(Gn 18, 1-10 / Sal 14 / Col 1, 24-28 / Lc 10, 38-42)
La semana pasada reflexionábamos cómo para ser un buen cristiano se debe procurar ser bueno y no solamente hacer cosas buenas; para dar testimonio de ser discípulos de Jesús debemos dejar que su amor y gracia ejerzan su fuerza en nosotros y no sólo reducirlo a hacer cosas “buenas”. Hoy la palabra nos invitará a discernir en qué fundamentamos nuestro seguimiento.

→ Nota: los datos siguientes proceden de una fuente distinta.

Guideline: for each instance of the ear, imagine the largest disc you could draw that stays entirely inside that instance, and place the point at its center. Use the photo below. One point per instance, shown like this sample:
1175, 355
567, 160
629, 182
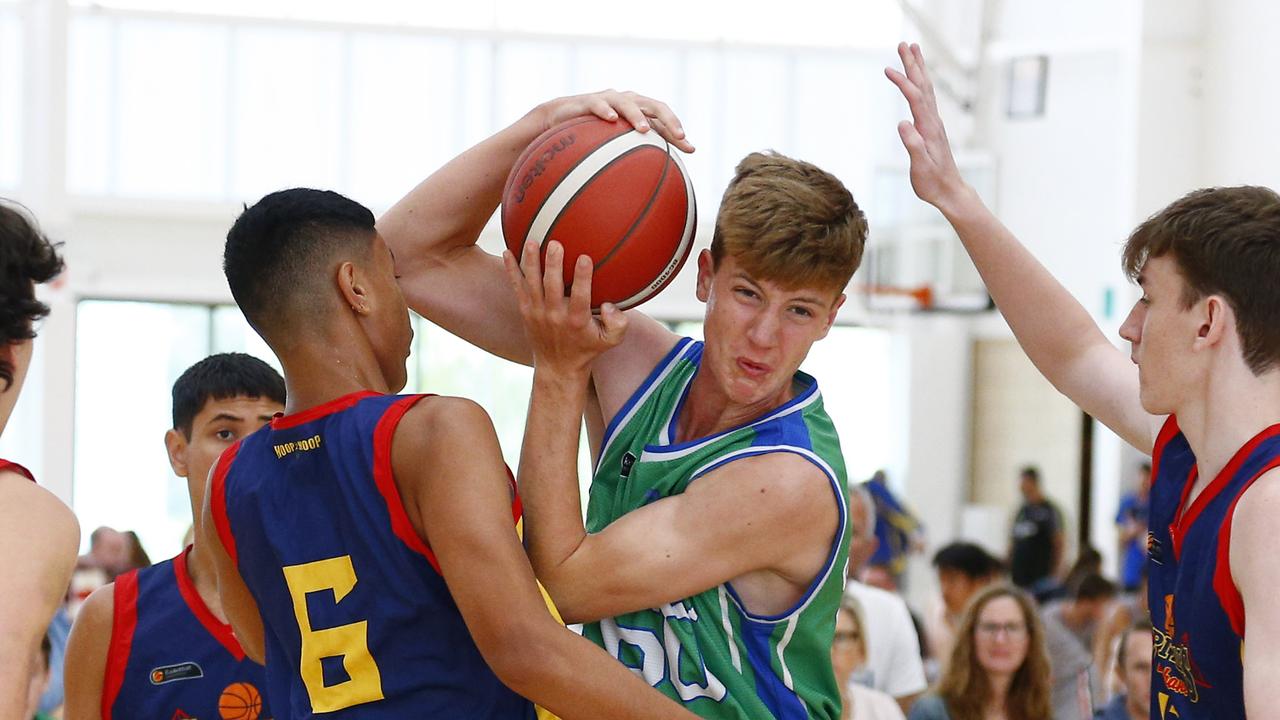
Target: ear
177, 445
831, 315
1216, 320
351, 285
705, 270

En el salmo respondíamos “¿quién será grato a tus ojos, Señor?”, lo que deberíamos traducir a la pregunta: «¿estoy siendo grato a los ojos de Dios?» y seguir haciendo el mismo ejercicio con cada uno de los versos del salmo… y ante la aclamación, “Dichosos los que cumplen la palabra del Señor con un corazón bueno y sincero, y perseveran hasta dar fruto” preguntarnos sobre los frutos de nuestro perseverancia.
Quien hace esto genuinamente, debe evitar caer en la tentación de compararse con los demás, porque por lo general lo haremos con personas que justifiquen nuestras acciones y con las que podemos decir «no esto tan mal» según nuestros criterios y no los del Señor. Algo así le sucedió a Marta: “Señor, ¿no te has dado cuenta de que mi hermana me ha dejado sola con todo el quehacer? Dile que me ayude”. A Marta le preocupaban muchas cosas menos la importante, aprovechar la presencia del Señor.
San Pablo, recuerda a los paganos que Cristo vivía en ellos y esa era su esperanza; Abraham, por su parte, ante la visita de estos tres misteriosos personajes, pide que no pasaran de él sin detenerse. Siguiendo el ejemplo de ambos recordemos que Cristo habita en nosotros y su presencia se nos debe de notar, procuremos que su presencia no sea en vano y esforcémonos por ser buenos. Escuchemos más al Señor y busquemos aprender de él y dejar de aparentar. No seamos de aquellos que saben esconder con buenos modales sus malas acciones.